Using webargs to parse more complex query arguments (string or comparison operators,...)

lafrech commented 8 years ago

I would like my API to offer basic query features, like not only get item by ID but also using operators on item attributes:

GET /resource/?name=chuck&surname__contains=orris&age__lt=69

Proof of concept

Here is what I've done so far. I did not modify webargs code. I'm only subclassing in my own application.

I've been searching around and didn't find a universally accepted norm specifying such a query language. In my implementation, I'm using the double underscore syntax and a subset of operators from MongoEngine.

Basically, I have two families of operators, some operating on numbers, others on string.

NUMBER_OPERATORS = ('ne', 'gt', 'gte', 'lt', 'lte')

STRING_OPERATORS = (
    'contains', 'icontains', 'startswith', 'istartswith',
    'endswith', 'iendswith', 'iexact'
)

QUERY_OPERATORS = {
    'number': NUMBER_OPERATORS,
    'string': STRING_OPERATORS,
}

Those lists could probably be extended. Operators meanings should be easy to grap. Examples:

age__lt=69 means I expect the API to return records with attribute age lower than 69
surname__contains=orris means attribute age contains string "orris"

To let webargs parse such parameters, I need to modify the Schema so that for chosen fields, the Marshmallow field is duplicated (deepcopied) into needed variants. For instance, the field age is duplicated into age__lt, age__gt,...

This is an opt-in feature. For each field I want to expose this way, I need to specify in Meta which operators category it should use (currently only two categories: number and string). Auto-detection is complicated as I don't know how I would handle custom fields, and there may be other categories some day.

In the Schema, I add:

    class Meta:
        fields_filters = {
            'name': ('string',),
            'surname': ('string',),
            'age': ('number',),
        }

For each field, I'm passing a list of categories as one could imagine several categories applying to a field, but currently, I have no example of field that would use both number and string operators.

And the "magic" takes place here:

class SchemaOpts(ma.SchemaOpts):
    def __init__(self, meta):
        super(SchemaOpts, self).__init__(meta)
        # Add a new meta field to pass the list of filters
        self.fields_filters = getattr(meta, 'fields_filters', None)

class SchemaMeta(ma.schema.SchemaMeta):
    """Metaclass for `ModelSchema`."""

    @classmethod
    def get_declared_fields(mcs, klass, *args, **kwargs):

        # Create empty dict using provided dict_class
        declared_fields = kwargs.get('dict_class', dict)()

        # Add base fields
        base_fields = super(SchemaMeta, mcs).get_declared_fields(
            klass, *args, **kwargs
        )
        declared_fields.update(base_fields)

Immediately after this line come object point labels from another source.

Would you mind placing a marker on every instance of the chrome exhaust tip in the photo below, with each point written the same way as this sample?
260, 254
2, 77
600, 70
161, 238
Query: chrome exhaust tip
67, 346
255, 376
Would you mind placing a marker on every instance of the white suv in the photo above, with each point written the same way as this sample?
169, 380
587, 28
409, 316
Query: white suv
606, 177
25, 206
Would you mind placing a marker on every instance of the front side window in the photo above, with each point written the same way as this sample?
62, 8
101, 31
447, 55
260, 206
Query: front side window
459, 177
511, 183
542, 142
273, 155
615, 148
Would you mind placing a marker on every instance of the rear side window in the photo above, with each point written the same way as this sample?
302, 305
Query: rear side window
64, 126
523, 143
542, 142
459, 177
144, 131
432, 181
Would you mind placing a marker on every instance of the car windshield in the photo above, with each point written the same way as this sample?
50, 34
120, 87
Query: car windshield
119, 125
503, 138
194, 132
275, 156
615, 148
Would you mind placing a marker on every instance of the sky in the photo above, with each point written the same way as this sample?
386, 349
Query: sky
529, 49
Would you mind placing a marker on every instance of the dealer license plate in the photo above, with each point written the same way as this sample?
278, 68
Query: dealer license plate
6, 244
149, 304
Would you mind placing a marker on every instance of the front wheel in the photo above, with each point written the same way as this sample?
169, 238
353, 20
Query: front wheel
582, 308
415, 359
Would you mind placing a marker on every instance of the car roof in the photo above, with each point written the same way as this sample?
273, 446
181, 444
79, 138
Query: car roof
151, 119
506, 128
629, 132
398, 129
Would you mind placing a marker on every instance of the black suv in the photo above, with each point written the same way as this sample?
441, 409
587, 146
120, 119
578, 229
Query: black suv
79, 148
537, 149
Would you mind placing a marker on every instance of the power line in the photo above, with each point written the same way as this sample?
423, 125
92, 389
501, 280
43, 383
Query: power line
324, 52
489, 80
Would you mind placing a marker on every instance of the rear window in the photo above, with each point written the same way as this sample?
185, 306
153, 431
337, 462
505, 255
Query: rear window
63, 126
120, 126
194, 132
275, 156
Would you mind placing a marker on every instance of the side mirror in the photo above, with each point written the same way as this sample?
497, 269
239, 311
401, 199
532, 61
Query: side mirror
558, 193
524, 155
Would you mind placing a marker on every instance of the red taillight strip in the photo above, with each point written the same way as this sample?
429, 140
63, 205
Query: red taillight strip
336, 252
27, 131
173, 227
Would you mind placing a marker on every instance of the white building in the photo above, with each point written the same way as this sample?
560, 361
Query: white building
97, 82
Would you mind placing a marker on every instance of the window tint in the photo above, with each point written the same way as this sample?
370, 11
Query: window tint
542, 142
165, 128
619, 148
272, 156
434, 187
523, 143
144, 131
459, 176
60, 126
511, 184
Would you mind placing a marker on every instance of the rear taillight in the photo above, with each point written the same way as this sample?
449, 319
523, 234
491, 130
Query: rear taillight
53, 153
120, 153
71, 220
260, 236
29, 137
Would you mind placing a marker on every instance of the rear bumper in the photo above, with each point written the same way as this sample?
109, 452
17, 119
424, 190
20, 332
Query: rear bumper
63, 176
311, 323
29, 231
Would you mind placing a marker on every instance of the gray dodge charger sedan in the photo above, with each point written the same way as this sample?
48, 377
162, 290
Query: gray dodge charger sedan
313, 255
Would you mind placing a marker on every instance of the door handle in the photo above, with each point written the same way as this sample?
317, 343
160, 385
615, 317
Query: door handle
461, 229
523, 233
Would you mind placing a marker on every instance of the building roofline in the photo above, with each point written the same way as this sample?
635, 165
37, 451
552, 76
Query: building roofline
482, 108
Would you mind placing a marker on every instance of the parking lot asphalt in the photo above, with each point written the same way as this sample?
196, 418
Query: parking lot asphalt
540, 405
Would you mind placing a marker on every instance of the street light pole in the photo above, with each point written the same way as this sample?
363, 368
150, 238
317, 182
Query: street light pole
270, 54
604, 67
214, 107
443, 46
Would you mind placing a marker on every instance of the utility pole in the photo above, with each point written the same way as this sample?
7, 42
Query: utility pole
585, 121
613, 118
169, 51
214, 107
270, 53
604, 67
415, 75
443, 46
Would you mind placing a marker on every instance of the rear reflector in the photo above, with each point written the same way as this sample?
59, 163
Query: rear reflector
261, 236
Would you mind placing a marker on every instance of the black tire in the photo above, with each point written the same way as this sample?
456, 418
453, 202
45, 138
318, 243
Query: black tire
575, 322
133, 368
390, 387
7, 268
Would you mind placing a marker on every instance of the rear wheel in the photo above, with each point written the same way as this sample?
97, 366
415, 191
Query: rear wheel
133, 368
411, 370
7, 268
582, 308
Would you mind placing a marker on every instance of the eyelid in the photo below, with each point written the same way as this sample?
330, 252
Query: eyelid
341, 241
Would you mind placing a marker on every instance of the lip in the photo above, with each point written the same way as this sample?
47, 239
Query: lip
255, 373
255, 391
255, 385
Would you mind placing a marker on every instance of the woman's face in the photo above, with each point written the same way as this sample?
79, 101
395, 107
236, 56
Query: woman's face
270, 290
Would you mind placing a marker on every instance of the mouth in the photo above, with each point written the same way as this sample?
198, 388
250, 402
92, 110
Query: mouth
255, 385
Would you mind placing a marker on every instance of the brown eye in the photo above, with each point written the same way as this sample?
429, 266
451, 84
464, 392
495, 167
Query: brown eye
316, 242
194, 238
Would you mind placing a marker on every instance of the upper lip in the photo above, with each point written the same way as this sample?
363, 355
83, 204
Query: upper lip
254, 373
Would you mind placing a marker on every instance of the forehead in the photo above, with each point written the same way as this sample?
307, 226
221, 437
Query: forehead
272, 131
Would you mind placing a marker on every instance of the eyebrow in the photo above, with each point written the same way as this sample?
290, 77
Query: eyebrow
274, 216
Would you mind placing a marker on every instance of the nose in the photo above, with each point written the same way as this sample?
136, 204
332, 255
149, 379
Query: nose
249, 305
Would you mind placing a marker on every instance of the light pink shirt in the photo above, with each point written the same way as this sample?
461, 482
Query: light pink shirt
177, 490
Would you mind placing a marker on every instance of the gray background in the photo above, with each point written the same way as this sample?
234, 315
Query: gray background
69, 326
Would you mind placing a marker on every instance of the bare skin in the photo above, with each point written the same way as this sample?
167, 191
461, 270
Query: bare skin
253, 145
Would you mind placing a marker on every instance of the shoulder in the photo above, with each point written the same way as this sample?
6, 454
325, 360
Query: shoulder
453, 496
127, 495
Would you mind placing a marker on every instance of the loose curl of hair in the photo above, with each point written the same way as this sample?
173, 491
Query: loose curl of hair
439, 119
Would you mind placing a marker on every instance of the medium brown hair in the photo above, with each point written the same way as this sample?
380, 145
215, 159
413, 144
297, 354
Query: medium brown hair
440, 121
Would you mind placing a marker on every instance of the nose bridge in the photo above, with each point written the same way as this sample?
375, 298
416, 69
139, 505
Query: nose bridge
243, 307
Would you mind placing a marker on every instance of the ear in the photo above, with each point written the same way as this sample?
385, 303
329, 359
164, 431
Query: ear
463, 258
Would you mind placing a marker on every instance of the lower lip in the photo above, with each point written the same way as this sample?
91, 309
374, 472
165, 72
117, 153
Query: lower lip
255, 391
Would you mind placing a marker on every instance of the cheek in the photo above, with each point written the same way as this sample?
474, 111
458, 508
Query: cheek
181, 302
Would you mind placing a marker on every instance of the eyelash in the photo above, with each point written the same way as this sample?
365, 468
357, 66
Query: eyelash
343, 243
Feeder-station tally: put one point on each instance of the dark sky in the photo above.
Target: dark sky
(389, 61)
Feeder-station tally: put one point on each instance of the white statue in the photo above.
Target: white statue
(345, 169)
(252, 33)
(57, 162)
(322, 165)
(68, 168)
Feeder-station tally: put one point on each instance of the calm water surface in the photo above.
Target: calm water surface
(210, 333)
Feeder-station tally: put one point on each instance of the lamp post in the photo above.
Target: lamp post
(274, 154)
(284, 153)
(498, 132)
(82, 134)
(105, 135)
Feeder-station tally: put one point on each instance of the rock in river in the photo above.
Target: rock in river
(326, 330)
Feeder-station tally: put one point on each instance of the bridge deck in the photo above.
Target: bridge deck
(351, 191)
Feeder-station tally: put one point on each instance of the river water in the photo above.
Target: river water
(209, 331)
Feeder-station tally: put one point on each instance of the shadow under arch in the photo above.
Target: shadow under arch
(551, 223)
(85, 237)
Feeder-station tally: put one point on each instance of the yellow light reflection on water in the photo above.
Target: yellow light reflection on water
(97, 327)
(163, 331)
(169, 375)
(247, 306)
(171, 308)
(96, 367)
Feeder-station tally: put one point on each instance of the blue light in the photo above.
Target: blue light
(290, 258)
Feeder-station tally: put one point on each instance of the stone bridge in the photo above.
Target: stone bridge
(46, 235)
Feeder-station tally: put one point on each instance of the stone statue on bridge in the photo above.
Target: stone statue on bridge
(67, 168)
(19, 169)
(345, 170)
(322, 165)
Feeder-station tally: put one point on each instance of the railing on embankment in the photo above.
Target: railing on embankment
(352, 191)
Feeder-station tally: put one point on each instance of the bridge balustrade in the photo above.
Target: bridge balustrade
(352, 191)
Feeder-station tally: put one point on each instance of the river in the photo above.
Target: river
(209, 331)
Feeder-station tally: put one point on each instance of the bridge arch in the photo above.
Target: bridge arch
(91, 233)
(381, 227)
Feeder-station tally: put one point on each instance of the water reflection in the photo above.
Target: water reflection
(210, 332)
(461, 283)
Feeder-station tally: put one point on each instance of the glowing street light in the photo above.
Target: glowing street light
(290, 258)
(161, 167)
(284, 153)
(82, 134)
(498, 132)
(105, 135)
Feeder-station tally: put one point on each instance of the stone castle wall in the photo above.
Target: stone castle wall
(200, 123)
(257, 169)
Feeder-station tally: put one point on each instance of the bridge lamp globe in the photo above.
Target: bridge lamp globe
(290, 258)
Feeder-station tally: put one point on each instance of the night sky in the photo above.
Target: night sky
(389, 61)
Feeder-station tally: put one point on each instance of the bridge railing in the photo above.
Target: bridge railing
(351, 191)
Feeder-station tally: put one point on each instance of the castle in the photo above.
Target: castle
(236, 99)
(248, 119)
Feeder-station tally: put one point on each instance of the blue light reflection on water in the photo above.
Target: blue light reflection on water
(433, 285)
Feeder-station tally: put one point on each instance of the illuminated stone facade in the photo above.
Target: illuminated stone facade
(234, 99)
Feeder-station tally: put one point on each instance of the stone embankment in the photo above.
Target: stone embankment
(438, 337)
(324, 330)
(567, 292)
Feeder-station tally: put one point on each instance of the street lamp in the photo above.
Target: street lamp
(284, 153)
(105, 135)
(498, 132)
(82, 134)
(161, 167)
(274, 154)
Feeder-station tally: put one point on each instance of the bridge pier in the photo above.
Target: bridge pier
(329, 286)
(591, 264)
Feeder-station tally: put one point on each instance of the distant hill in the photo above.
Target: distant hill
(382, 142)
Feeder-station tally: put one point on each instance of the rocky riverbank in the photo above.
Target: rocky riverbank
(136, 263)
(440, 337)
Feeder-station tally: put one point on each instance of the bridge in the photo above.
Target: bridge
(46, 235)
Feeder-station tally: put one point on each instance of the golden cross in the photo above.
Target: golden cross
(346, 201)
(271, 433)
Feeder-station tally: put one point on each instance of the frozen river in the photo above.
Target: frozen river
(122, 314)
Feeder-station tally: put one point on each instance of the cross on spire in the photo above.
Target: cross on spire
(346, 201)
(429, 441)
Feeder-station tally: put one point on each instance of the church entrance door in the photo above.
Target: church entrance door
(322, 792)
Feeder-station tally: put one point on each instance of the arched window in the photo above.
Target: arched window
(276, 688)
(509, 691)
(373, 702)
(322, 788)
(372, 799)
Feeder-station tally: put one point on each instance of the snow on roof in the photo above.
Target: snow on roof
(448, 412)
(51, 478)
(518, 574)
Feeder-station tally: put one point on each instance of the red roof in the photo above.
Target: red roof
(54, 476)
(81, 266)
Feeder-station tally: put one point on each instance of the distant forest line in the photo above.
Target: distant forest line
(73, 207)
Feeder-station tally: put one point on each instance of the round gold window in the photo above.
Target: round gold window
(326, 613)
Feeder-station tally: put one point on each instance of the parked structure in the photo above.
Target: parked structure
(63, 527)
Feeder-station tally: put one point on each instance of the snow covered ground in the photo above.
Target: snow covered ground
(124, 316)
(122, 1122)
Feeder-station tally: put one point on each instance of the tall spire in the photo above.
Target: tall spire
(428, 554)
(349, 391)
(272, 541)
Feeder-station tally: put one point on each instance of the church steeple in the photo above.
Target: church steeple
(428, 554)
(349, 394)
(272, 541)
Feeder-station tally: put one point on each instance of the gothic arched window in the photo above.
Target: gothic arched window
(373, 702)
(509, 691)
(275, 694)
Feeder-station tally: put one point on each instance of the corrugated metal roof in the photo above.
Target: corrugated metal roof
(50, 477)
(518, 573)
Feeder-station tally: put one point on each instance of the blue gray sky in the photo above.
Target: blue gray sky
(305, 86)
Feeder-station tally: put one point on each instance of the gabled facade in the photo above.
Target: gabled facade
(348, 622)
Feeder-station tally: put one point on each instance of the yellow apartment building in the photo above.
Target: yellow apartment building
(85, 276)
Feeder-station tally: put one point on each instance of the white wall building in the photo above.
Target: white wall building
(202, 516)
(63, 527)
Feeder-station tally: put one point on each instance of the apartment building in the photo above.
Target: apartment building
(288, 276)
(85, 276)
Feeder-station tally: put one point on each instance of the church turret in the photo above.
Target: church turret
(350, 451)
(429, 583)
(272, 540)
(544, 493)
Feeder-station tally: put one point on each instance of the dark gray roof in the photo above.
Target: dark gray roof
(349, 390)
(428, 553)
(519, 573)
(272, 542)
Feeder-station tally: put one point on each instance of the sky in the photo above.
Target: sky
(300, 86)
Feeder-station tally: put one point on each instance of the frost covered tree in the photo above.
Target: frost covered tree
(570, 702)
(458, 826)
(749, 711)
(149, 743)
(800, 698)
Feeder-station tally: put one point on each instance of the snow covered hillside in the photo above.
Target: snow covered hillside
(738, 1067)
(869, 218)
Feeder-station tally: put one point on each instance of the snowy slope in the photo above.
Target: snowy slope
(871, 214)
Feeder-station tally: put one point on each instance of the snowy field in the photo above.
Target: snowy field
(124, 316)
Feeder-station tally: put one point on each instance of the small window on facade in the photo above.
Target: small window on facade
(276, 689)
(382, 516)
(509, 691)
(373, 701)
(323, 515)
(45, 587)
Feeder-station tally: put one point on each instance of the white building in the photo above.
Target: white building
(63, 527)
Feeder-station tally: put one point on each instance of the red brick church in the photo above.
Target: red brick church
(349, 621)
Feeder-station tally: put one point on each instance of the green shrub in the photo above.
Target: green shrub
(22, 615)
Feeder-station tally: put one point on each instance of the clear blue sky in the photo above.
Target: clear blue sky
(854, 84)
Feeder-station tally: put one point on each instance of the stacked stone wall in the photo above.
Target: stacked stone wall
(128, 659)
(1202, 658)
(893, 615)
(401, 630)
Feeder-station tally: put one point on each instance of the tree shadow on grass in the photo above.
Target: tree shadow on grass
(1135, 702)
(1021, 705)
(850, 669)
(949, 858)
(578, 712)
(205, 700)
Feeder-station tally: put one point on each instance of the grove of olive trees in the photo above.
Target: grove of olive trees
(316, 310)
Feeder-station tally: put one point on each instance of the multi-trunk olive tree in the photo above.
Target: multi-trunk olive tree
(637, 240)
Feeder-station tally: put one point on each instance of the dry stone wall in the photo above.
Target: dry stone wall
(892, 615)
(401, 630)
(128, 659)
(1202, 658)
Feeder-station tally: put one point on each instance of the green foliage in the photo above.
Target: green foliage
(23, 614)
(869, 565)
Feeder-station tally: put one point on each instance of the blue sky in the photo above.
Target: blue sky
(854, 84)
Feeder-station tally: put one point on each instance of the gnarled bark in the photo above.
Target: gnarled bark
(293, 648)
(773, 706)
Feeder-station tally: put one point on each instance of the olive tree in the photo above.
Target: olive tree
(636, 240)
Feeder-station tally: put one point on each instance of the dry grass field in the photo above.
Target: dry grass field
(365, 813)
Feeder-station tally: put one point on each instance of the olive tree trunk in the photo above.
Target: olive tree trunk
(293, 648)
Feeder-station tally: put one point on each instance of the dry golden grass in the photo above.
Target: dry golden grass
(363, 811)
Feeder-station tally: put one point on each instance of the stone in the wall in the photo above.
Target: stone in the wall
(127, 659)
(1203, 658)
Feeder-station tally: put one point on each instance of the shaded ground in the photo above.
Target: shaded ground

        # Get allowed filters from Meta and create filters
        opts = klass.opts
        fields_filters = getattr(opts, 'fields_filters', None)

        if fields_filters:
            filter_fields = {}
            for field_name, field_filters in fields_filters.items():
                field = base_fields.get(field_name, None)
                if field:
                    for filter_category in field_filters:
                        for operator in QUERY_OPERATORS.get(
                                filter_category, ()):
                            filter_fields[
                                '{}__{}'.format(field_name, operator)
                            ] = deepcopy(field)
            declared_fields.update(filter_fields)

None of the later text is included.